Deep Brain Stimulation (DBS) is a promising treatment for neurological and psychiatric disorders. The mechanism of action and the effects of electrical fields administered to the brain by means of an electrode remain to be elucidated. The effects of DBS have been investigated primarily by electrophysiological and neurochemical studies, which lack the ability to investigate DBS-related responses on a whole-brain scale. Visualization of whole-brain effects of DBS requires functional imaging techniques such as functional Magnetic Resonance Imaging (fMRI), which reflects changes in blood oxygen level dependent (BOLD) responses throughout the entire brain volume. In order to visualize BOLD responses induced by DBS, we have developed an MRI-compatible electrode and an acquisition protocol to perform DBS during BOLD fMRI. In this study, we investigate whether DBS during fMRI is valuable to study local and whole-brain effects of hippocampal DBS and to investigate the changes induced by different stimulation intensities. Seven rats were stereotactically implanted with a custom-made MRI-compatible DBS-electrode in the right hippocampus. High frequency Poisson distributed stimulation was applied using a block-design paradigm. Data were processed by means of Independent Component Analysis. Clusters were considered significant when p-values were <0.05 after correction for multiple comparisons. Our data indicate that real-time hippocampal DBS evokes a bilateral BOLD response in hippocampal and other mesolimbic structures, depending on the applied stimulation intensity. We conclude that simultaneous DBS and fMRI can be used to detect local and whole-brain responses to circuit activation with different stimulation intensities, making this technique potentially powerful for exploration of cerebral changes in response to DBS for both preclinical and clinical DBS.

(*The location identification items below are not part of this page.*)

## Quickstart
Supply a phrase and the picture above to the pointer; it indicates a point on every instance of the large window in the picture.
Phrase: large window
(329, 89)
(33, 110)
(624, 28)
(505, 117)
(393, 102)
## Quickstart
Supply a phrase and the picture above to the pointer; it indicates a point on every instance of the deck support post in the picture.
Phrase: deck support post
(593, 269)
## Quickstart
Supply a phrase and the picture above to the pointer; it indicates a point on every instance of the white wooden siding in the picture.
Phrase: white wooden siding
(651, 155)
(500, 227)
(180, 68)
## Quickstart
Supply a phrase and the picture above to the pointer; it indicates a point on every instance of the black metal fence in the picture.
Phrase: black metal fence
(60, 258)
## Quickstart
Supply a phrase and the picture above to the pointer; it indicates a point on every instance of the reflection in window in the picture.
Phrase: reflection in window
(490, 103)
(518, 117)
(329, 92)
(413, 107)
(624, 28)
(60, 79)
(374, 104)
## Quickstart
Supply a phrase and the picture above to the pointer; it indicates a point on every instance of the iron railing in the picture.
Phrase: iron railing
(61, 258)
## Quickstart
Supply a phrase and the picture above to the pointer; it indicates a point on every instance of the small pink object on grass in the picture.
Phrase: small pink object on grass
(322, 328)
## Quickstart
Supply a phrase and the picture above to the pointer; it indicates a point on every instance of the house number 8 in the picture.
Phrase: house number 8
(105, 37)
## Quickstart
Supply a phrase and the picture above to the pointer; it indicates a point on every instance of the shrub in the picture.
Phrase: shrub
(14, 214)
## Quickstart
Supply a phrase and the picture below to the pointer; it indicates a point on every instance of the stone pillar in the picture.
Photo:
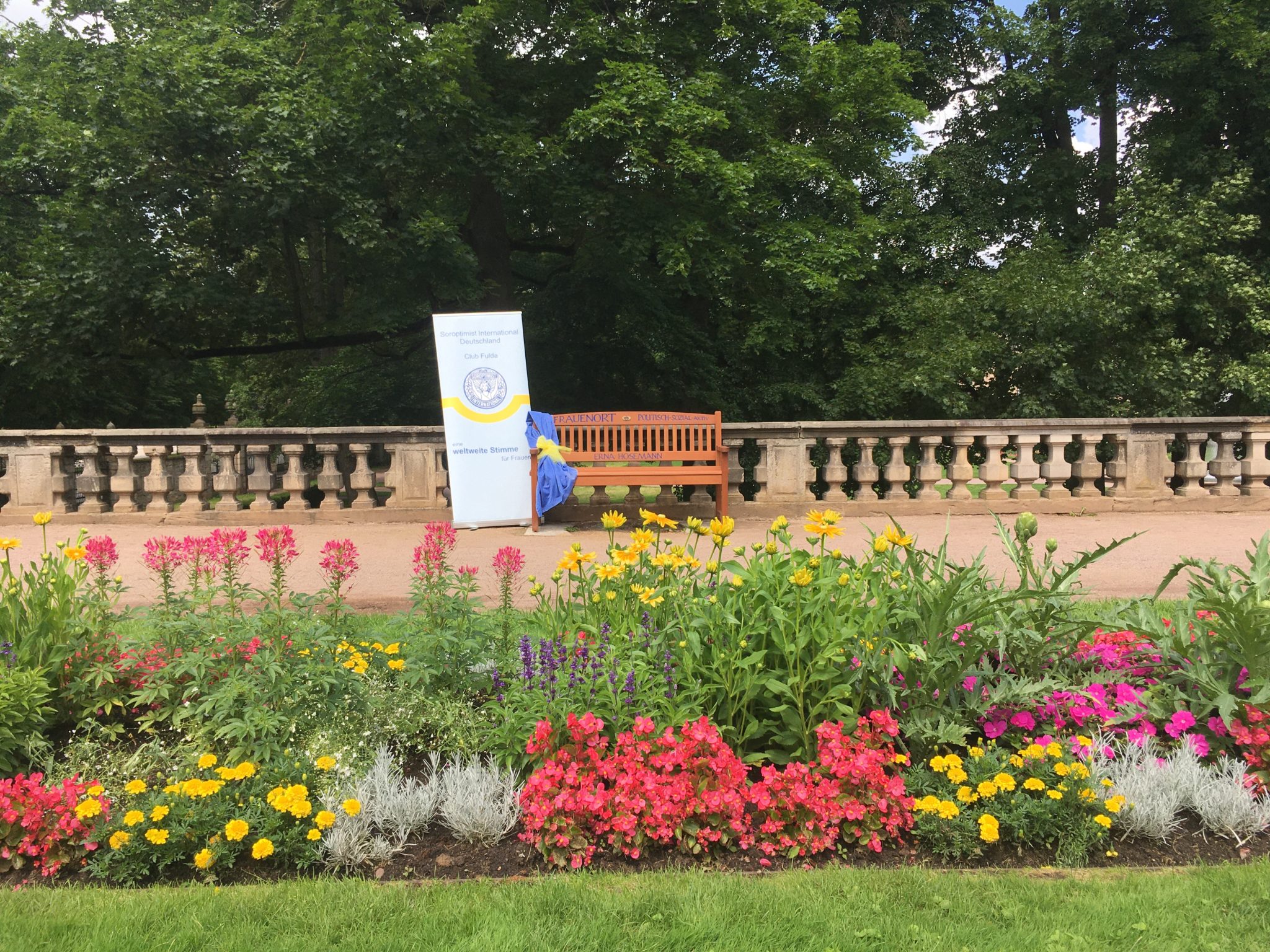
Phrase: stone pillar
(897, 470)
(866, 470)
(295, 480)
(1025, 470)
(961, 471)
(1141, 469)
(195, 482)
(259, 480)
(225, 480)
(789, 460)
(836, 472)
(993, 472)
(929, 469)
(31, 479)
(1192, 469)
(1086, 469)
(362, 478)
(1255, 467)
(1055, 470)
(91, 482)
(121, 479)
(331, 480)
(154, 483)
(1225, 467)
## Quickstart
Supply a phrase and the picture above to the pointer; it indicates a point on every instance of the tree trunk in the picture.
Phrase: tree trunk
(486, 232)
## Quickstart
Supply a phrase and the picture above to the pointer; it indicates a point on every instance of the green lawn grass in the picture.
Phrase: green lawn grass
(1217, 908)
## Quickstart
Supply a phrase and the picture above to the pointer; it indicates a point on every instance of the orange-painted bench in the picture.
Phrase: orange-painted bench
(596, 441)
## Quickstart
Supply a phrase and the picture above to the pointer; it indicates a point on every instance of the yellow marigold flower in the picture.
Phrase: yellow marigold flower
(897, 537)
(990, 831)
(802, 578)
(89, 808)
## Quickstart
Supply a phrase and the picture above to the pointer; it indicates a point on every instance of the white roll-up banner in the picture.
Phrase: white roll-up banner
(484, 402)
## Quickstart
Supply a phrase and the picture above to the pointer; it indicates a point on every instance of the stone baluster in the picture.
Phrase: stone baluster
(154, 483)
(225, 479)
(1086, 467)
(1055, 470)
(735, 475)
(836, 472)
(1255, 466)
(1225, 467)
(865, 470)
(929, 469)
(259, 479)
(961, 471)
(89, 482)
(331, 480)
(897, 471)
(193, 480)
(295, 480)
(121, 479)
(995, 471)
(1192, 467)
(362, 478)
(1025, 470)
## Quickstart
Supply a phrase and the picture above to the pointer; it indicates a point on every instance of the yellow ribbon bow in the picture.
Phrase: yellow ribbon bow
(551, 450)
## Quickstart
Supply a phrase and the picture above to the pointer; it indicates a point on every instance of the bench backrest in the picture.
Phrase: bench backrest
(639, 436)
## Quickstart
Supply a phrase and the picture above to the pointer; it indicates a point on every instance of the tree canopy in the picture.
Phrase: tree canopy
(696, 205)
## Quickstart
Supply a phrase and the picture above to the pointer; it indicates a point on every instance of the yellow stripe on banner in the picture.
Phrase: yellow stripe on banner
(477, 416)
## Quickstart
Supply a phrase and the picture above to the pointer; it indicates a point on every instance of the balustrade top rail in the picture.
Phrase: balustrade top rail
(890, 465)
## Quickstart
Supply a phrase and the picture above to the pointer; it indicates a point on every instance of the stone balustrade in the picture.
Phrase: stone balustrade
(894, 466)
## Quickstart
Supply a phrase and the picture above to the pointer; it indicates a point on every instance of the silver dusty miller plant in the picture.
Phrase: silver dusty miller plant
(394, 809)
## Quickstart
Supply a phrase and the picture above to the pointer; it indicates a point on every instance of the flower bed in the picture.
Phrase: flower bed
(676, 694)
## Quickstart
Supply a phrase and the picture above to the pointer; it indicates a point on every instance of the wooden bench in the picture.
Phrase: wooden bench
(598, 439)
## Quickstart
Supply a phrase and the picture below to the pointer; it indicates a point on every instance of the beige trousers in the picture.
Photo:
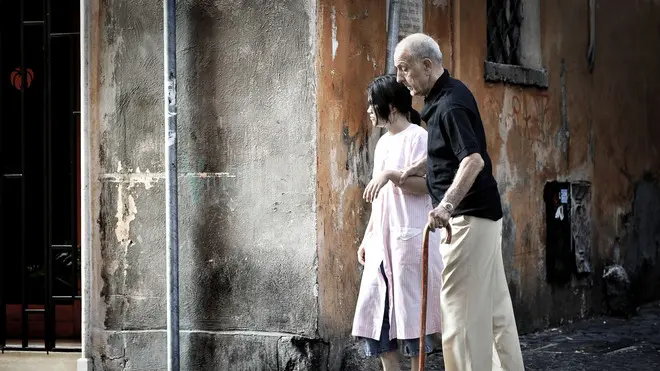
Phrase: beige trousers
(478, 326)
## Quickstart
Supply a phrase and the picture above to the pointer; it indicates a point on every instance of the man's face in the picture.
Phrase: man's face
(412, 73)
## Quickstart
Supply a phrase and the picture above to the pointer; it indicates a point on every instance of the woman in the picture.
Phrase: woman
(389, 303)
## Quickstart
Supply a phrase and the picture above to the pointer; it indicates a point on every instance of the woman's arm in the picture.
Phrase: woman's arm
(413, 184)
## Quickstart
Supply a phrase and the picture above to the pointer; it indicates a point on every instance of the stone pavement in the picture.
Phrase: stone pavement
(36, 361)
(597, 344)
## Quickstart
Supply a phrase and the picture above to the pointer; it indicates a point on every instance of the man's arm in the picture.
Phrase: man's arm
(467, 173)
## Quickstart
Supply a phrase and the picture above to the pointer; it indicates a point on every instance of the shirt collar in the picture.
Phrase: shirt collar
(437, 87)
(433, 95)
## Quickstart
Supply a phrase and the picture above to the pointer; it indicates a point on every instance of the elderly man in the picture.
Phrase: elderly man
(476, 307)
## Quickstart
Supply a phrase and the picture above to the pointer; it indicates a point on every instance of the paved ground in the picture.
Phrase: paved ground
(35, 361)
(595, 345)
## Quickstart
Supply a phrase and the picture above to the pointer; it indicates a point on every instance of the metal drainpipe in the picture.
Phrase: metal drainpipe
(86, 222)
(171, 201)
(392, 33)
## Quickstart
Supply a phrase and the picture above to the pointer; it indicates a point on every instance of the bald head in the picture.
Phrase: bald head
(419, 47)
(418, 62)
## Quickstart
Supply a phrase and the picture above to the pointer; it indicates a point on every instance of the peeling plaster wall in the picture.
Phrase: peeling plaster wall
(610, 117)
(247, 194)
(276, 149)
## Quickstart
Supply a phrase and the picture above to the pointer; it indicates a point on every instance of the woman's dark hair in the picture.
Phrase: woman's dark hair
(385, 91)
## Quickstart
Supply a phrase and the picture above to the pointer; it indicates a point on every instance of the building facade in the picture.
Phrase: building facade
(275, 149)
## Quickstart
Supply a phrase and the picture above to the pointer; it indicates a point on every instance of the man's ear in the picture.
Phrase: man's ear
(428, 65)
(393, 109)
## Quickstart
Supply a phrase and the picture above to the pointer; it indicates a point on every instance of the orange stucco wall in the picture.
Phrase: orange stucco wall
(610, 114)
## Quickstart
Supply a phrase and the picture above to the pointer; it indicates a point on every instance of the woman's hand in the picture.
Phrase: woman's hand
(438, 218)
(361, 254)
(375, 185)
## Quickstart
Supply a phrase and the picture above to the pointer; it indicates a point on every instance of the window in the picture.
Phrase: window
(504, 21)
(514, 43)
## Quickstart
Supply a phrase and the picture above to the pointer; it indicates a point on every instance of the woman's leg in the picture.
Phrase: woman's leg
(390, 361)
(414, 363)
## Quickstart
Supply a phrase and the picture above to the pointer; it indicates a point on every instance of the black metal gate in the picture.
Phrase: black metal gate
(39, 187)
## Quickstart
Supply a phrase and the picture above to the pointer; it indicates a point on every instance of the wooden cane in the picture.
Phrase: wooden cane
(425, 289)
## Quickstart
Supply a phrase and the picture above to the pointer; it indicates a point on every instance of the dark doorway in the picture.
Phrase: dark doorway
(39, 174)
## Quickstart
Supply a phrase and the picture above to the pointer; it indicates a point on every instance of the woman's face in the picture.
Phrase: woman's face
(372, 116)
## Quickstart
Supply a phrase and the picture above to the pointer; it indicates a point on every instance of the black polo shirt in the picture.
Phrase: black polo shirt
(455, 131)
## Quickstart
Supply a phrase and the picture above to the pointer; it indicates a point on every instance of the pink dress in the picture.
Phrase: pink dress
(394, 237)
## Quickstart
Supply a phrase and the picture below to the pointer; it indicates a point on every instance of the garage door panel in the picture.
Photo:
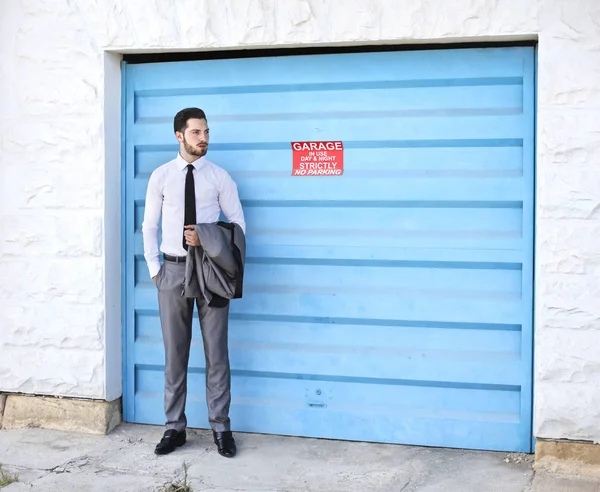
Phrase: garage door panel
(370, 250)
(413, 67)
(426, 191)
(404, 306)
(414, 101)
(390, 304)
(483, 162)
(349, 128)
(368, 277)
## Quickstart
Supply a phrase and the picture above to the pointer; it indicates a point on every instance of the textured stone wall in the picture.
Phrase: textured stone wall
(52, 163)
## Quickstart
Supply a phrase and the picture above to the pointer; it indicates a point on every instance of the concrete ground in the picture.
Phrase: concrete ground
(49, 461)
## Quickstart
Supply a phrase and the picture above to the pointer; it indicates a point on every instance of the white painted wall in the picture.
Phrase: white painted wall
(59, 124)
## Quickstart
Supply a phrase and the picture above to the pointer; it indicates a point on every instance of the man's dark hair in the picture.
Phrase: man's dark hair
(181, 118)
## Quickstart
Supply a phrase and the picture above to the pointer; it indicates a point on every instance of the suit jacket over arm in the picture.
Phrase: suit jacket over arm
(215, 269)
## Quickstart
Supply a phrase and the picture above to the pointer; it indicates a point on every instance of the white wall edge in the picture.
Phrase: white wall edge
(113, 383)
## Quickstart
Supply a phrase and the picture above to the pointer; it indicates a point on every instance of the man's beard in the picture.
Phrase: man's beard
(195, 151)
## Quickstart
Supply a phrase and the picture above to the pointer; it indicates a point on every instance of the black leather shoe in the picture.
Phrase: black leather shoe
(225, 443)
(170, 441)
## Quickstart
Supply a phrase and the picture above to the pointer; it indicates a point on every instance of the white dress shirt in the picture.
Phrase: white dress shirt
(215, 192)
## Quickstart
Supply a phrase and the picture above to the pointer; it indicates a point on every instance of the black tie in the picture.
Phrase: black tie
(190, 201)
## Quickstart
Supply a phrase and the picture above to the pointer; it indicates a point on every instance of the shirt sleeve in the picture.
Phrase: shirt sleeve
(229, 201)
(152, 211)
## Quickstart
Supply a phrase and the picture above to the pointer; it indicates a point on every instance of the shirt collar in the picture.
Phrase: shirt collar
(182, 163)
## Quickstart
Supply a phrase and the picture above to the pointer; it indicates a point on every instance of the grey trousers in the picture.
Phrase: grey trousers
(176, 314)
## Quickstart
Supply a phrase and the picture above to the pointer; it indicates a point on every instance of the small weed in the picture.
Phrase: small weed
(179, 486)
(6, 479)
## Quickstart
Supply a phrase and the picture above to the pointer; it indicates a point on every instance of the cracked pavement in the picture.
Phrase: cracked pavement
(49, 461)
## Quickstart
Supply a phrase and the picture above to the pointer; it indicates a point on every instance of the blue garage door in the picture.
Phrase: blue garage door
(390, 304)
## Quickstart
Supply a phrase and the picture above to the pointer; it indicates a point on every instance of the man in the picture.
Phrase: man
(189, 190)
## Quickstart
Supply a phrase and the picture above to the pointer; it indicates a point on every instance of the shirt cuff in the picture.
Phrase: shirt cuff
(154, 268)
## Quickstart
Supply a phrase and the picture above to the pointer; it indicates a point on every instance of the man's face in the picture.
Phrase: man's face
(195, 137)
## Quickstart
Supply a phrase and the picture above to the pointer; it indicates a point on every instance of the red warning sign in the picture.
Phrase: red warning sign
(318, 158)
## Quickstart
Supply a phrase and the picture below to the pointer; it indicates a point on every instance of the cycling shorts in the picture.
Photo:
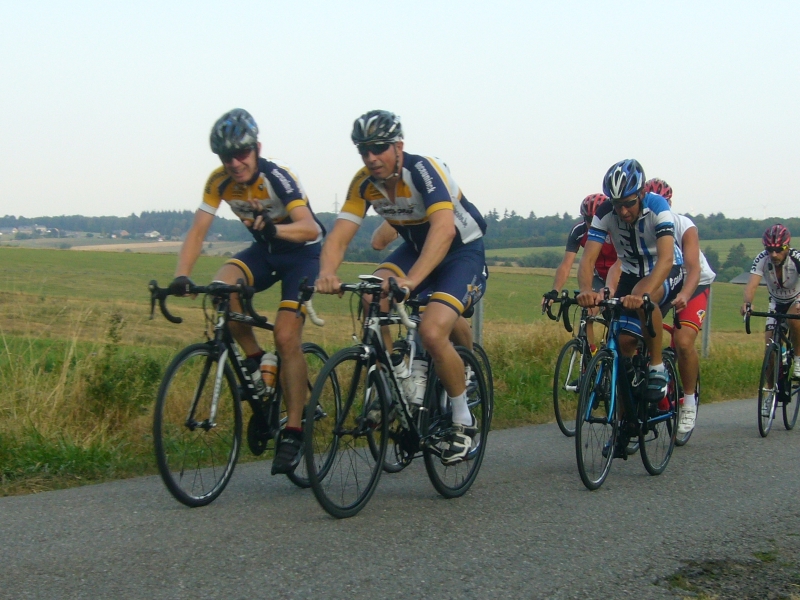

脑深部电刺激（Deep Brain Stimulation, DBS）是治疗神经及精神疾病的极具前景的疗法，但其作用机制与经电极向脑部施加电场的效应仍有待阐明。目前针对DBS效应的研究主要依托电生理与神经化学实验手段，但这类方法无法在全脑尺度上探究DBS相关的神经响应。要可视化DBS的全脑效应，需借助功能性磁共振成像（functional Magnetic Resonance Imaging, fMRI）这类功能成像技术，该技术可反映全脑容积内的血氧水平依赖（blood oxygen level dependent, BOLD）信号变化。为了可视化DBS诱导的BOLD响应，我们研发了一款与MRI兼容的电极，并设计了在fMRI扫描期间实施DBS的采集方案。本研究旨在验证：fMRI同步DBS技术能否用于研究海马区DBS的局部及全脑效应，以及剖析不同刺激强度诱导的神经变化。实验中，7只大鼠经立体定向手术，在右侧海马区植入定制的MRI兼容DBS电极。我们采用区组设计范式，施加高频泊松分布电刺激。数据通过独立成分分析（Independent Component Analysis, ICA）进行处理，经多重比较校正后p值<0.05的簇被判定为具有统计学显著性。研究结果显示，实时海马区DBS可根据刺激强度的不同，在海马区及其他中脑边缘结构中诱发双侧BOLD响应。综上，同步DBS与fMRI技术可用于检测不同刺激强度下脑环路激活引发的局部及全脑响应，该技术有望为临床前及临床场景下的DBS相关脑部变化探索提供强有力的研究工具。